The approach to be tested is novel because it will intervene with groups of friends who are all HIV+ to strengthen mutual norms, skills, problem-solving, and social supports for entering, remaining, and adhering to HIV medical care. HIV infection is often clustered within social networks of persons who know one another, share the same exposure risks, and face similar care and adherence barriers. The intervention to be tested is aimed at increasing mutual social supports among PLH to help one another attend and adhere to HIV medical care, a promising approach not previously tested.
Principal Investigators: Yuri A. Amirkhanian, PhD, and Jeffrey A. Kelly, PhD
Funded by The National Institute of Mental Health (R01-MH098729)
Most current approaches for improving care linkage are based on case management, and most adherence interventions studied to date rely on clinic-based, individual-level counseling. The field needs new approaches that can also reach PLH who are not in care and that can strengthen norms among PLH in the community to enter or re-enter, remain, and adhere to treatment. This project develops an intervention that extends beyond current counseling paradigms by strengthening treatment-related norms, motivations, and collective self-efficacy within social networks of PLH in the community. It also trains leaders of the PLH social networks to encourage their personally-known HIV-positive friends to enter and adhere to care.

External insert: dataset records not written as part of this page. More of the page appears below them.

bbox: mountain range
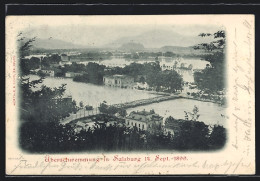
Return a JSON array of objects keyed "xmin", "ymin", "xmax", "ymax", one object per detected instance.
[
  {"xmin": 26, "ymin": 30, "xmax": 212, "ymax": 51},
  {"xmin": 106, "ymin": 30, "xmax": 212, "ymax": 48}
]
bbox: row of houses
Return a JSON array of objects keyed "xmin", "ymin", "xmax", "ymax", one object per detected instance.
[
  {"xmin": 103, "ymin": 74, "xmax": 135, "ymax": 88},
  {"xmin": 73, "ymin": 110, "xmax": 180, "ymax": 136}
]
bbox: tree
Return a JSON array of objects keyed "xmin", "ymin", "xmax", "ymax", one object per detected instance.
[{"xmin": 194, "ymin": 30, "xmax": 226, "ymax": 92}]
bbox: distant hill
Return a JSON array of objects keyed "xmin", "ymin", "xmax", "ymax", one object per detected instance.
[
  {"xmin": 106, "ymin": 30, "xmax": 212, "ymax": 48},
  {"xmin": 24, "ymin": 38, "xmax": 87, "ymax": 49},
  {"xmin": 160, "ymin": 46, "xmax": 208, "ymax": 54},
  {"xmin": 119, "ymin": 42, "xmax": 145, "ymax": 52}
]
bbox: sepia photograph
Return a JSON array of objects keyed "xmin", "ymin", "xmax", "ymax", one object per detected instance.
[{"xmin": 6, "ymin": 15, "xmax": 254, "ymax": 174}]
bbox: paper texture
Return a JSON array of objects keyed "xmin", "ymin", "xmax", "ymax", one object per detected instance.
[{"xmin": 5, "ymin": 15, "xmax": 255, "ymax": 175}]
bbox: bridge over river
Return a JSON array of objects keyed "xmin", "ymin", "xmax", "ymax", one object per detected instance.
[{"xmin": 61, "ymin": 95, "xmax": 184, "ymax": 124}]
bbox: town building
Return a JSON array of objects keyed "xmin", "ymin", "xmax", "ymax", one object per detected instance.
[
  {"xmin": 40, "ymin": 70, "xmax": 55, "ymax": 77},
  {"xmin": 103, "ymin": 75, "xmax": 134, "ymax": 88},
  {"xmin": 126, "ymin": 110, "xmax": 163, "ymax": 132},
  {"xmin": 60, "ymin": 53, "xmax": 70, "ymax": 62}
]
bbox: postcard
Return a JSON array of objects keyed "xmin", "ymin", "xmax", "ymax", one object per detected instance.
[{"xmin": 5, "ymin": 14, "xmax": 255, "ymax": 175}]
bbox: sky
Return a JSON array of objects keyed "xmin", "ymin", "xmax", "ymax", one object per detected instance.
[{"xmin": 18, "ymin": 16, "xmax": 221, "ymax": 46}]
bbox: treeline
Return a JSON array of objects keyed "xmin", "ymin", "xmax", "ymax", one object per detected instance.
[
  {"xmin": 19, "ymin": 114, "xmax": 226, "ymax": 153},
  {"xmin": 70, "ymin": 51, "xmax": 113, "ymax": 60}
]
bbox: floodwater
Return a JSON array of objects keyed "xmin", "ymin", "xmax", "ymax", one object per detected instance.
[{"xmin": 27, "ymin": 75, "xmax": 225, "ymax": 126}]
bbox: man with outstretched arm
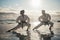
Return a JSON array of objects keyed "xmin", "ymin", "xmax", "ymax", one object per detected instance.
[{"xmin": 8, "ymin": 10, "xmax": 30, "ymax": 32}]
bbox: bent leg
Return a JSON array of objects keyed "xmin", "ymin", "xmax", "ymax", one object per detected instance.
[
  {"xmin": 49, "ymin": 22, "xmax": 54, "ymax": 30},
  {"xmin": 33, "ymin": 23, "xmax": 43, "ymax": 30},
  {"xmin": 26, "ymin": 23, "xmax": 31, "ymax": 31}
]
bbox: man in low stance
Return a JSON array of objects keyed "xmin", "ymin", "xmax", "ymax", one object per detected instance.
[{"xmin": 8, "ymin": 10, "xmax": 30, "ymax": 32}]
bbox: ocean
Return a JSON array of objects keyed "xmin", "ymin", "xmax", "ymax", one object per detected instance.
[{"xmin": 0, "ymin": 13, "xmax": 60, "ymax": 40}]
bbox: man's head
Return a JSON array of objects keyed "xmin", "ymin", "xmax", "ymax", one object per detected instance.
[
  {"xmin": 42, "ymin": 10, "xmax": 45, "ymax": 15},
  {"xmin": 20, "ymin": 10, "xmax": 25, "ymax": 15}
]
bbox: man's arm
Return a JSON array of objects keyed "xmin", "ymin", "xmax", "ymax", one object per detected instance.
[
  {"xmin": 48, "ymin": 14, "xmax": 51, "ymax": 21},
  {"xmin": 27, "ymin": 17, "xmax": 30, "ymax": 23}
]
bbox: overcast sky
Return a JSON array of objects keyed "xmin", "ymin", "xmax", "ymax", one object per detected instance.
[{"xmin": 0, "ymin": 0, "xmax": 60, "ymax": 12}]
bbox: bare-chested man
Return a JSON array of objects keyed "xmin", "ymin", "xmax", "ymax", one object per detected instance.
[{"xmin": 8, "ymin": 10, "xmax": 30, "ymax": 32}]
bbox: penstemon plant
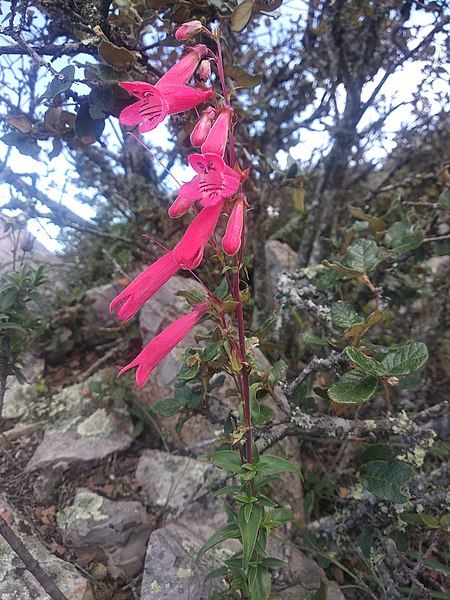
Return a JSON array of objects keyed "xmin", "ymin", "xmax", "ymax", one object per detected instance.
[{"xmin": 111, "ymin": 21, "xmax": 299, "ymax": 600}]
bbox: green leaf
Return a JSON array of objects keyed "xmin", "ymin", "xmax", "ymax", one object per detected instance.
[
  {"xmin": 256, "ymin": 454, "xmax": 300, "ymax": 476},
  {"xmin": 0, "ymin": 321, "xmax": 27, "ymax": 333},
  {"xmin": 345, "ymin": 346, "xmax": 386, "ymax": 377},
  {"xmin": 204, "ymin": 567, "xmax": 228, "ymax": 583},
  {"xmin": 253, "ymin": 404, "xmax": 276, "ymax": 427},
  {"xmin": 42, "ymin": 65, "xmax": 75, "ymax": 100},
  {"xmin": 270, "ymin": 508, "xmax": 294, "ymax": 527},
  {"xmin": 360, "ymin": 458, "xmax": 415, "ymax": 503},
  {"xmin": 238, "ymin": 504, "xmax": 263, "ymax": 569},
  {"xmin": 261, "ymin": 556, "xmax": 287, "ymax": 569},
  {"xmin": 382, "ymin": 342, "xmax": 428, "ymax": 375},
  {"xmin": 330, "ymin": 302, "xmax": 364, "ymax": 331},
  {"xmin": 301, "ymin": 331, "xmax": 326, "ymax": 346},
  {"xmin": 211, "ymin": 450, "xmax": 242, "ymax": 473},
  {"xmin": 248, "ymin": 564, "xmax": 272, "ymax": 600},
  {"xmin": 98, "ymin": 40, "xmax": 136, "ymax": 71},
  {"xmin": 268, "ymin": 360, "xmax": 287, "ymax": 387},
  {"xmin": 358, "ymin": 444, "xmax": 394, "ymax": 465},
  {"xmin": 347, "ymin": 239, "xmax": 380, "ymax": 273},
  {"xmin": 202, "ymin": 340, "xmax": 224, "ymax": 362},
  {"xmin": 177, "ymin": 363, "xmax": 200, "ymax": 381},
  {"xmin": 151, "ymin": 398, "xmax": 184, "ymax": 417},
  {"xmin": 384, "ymin": 221, "xmax": 423, "ymax": 253},
  {"xmin": 75, "ymin": 102, "xmax": 105, "ymax": 144},
  {"xmin": 231, "ymin": 0, "xmax": 253, "ymax": 31},
  {"xmin": 310, "ymin": 581, "xmax": 328, "ymax": 600},
  {"xmin": 328, "ymin": 370, "xmax": 378, "ymax": 404},
  {"xmin": 197, "ymin": 523, "xmax": 240, "ymax": 559}
]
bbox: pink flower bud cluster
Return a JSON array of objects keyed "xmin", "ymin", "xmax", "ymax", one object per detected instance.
[{"xmin": 110, "ymin": 28, "xmax": 248, "ymax": 387}]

Principal Investigator: Michelle R. Broaddus, PhD
Funded by the Advancing a Healthier Wisconsin (AHW) Endowment
The Healthier Wisconsin Partnership Program (HWPP) seeks to improve the behavioral health in Wisconsin communities--a person's mental well-being, their ability to function in everyday life, and their concept of self. An Academic Partner Team of CAIR faculty and staff works with 10 selected community coalitions spanning the state of Wisconsin to develop and implement strategies designed to improve some facet of each community's behavioral health. This collaborative effort also seeks sustainability by building the capacity of local communities to continue to serve and improve the behavioral health of their residents.
Principal Investigator: Katherine Quinn, PhD
Funded by The National Institute of Mental Health (K01-MH112412)
Young Black men who have sex with men (YBMSM) continue to be disproportionately affected by HIV and pre-exposure prophylaxis (PrEP) may be an essential part of combination prevention strategies to curb these disparities Stigma may be a limiting factor in the success of PrEP for YBMSM and this research will examine how intersectional stigma experienced by YBMSM may influence PrEP knowledge and uptake. This study examines the factors that shape YBMSM's engagement with PrEP and findings from the study will inform a tailored PrEP intervention for YBMSM.